Les Tribulations du révérend Amos Barton est un texte adressé ; George Eliot interpelle fréquemment le lecteur ; une manière de l’embarquer dans l’histoire en l’invitant à suivre le cheminement de sa pensée et, fine stratège, de l’amèner à voir s’incarner ses personnages pourtant décrits à partir de presque rien — ici l’implicite d’une remarque a priori dérisoire, là l’éloquence d’un geste anodin —, voire à partir d’objets — ici une robe qu’il a fallu retourner pour en masquer l’usure et qu’une sauce renversée vient définitivement ruiner, là une pleine corbeille de linge à ravauder, tonneau des Danaïdes de la douce Milly qui peu à peu s’efface. Les personnages sont terriblement humains, nullement idéalisés, si bien qu’avant même que nous y ayons pris garde, nous éprouvons une sincère sympathie pour ceux qui ont su nous toucher quand bien même la plupart n’ont pas grand-chose d’attachant. Une prouesse littéraire, n’est-ce pas ?

 

Récit ancré dans un monde immuable, sagement circonscrit aux limites de la paroisse dont le révérend Amos Barton a la charge, Les Tribulations du révérend Amos Barton est simple, étranger aux intrigues complexes des romans à venir.
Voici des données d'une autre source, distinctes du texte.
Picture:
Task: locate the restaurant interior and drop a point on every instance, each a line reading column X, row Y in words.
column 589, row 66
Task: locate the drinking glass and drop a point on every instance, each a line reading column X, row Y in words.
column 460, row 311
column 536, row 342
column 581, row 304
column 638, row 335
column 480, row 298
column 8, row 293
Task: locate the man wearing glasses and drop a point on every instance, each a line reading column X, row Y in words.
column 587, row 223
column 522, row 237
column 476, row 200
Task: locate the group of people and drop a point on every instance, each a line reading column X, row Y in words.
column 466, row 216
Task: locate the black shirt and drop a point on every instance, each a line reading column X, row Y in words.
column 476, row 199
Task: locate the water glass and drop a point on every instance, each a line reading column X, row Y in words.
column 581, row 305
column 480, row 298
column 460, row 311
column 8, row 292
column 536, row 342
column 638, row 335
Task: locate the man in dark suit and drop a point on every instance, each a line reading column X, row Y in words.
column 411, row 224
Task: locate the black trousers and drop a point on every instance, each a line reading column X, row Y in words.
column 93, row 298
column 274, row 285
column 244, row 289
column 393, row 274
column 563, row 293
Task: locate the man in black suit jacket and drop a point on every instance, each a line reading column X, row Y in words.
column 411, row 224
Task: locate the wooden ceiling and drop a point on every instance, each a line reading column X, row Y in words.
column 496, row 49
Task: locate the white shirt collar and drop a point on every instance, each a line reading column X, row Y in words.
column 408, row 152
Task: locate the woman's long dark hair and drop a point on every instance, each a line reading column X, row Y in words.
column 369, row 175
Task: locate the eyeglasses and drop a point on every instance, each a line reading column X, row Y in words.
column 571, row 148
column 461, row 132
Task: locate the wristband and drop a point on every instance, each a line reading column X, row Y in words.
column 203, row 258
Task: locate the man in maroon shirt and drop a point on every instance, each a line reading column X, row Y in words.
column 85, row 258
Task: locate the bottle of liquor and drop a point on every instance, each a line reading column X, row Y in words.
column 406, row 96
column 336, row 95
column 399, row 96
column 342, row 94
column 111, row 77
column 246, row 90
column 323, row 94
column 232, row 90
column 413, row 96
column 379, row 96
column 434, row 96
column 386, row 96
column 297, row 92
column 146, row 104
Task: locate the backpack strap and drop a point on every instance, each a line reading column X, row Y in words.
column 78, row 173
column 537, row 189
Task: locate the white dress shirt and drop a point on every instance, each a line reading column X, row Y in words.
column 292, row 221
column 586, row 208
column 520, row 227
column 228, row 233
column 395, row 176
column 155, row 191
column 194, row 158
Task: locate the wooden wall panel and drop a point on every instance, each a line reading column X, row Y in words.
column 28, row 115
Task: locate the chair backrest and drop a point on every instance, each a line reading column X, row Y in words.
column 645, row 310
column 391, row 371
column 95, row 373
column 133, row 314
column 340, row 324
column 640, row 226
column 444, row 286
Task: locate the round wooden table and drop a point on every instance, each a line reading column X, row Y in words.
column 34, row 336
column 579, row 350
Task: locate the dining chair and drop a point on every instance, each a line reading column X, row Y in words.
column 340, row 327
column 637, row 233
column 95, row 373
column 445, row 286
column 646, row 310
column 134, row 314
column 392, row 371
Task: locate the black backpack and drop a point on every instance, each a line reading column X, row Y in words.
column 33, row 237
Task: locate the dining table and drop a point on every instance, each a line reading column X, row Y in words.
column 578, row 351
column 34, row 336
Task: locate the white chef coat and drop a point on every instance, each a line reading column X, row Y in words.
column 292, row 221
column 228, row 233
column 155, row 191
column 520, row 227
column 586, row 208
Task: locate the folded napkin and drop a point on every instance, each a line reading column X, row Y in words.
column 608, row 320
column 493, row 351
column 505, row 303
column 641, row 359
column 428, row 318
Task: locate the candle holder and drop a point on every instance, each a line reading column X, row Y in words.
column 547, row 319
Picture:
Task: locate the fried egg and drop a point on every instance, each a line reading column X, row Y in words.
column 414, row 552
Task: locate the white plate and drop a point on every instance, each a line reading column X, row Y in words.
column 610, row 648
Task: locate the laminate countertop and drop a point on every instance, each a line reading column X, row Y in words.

Cependant, en instaurant un dialogue constant avec le lecteur, en usant à bon escient de la veine comique, George Eliot s’y révèle déjà très attentive aux gens, au milieu social ainsi qu’aux événements qui marquent une vie, au point parfois de provoquer une prise de conscience qui en infléchit irrémédiablement le cours,

 

Les adieux avaient tous été faits avant ce dernier soir, et après que tous les arrangements furent terminés, Amos sentit l’oppression de cet instant pendant lequel on n’a rien à penser qu’un triste avenir, à la séparation qui éloigne de ce qu’on aime et de ce qui vous est familier, et à cette entrée glaciale dans ce qui est nouveau et étranger. Dans tout départ se trouve l’image de la mort.

 

suscitant une empathie sincère pour ses personnages.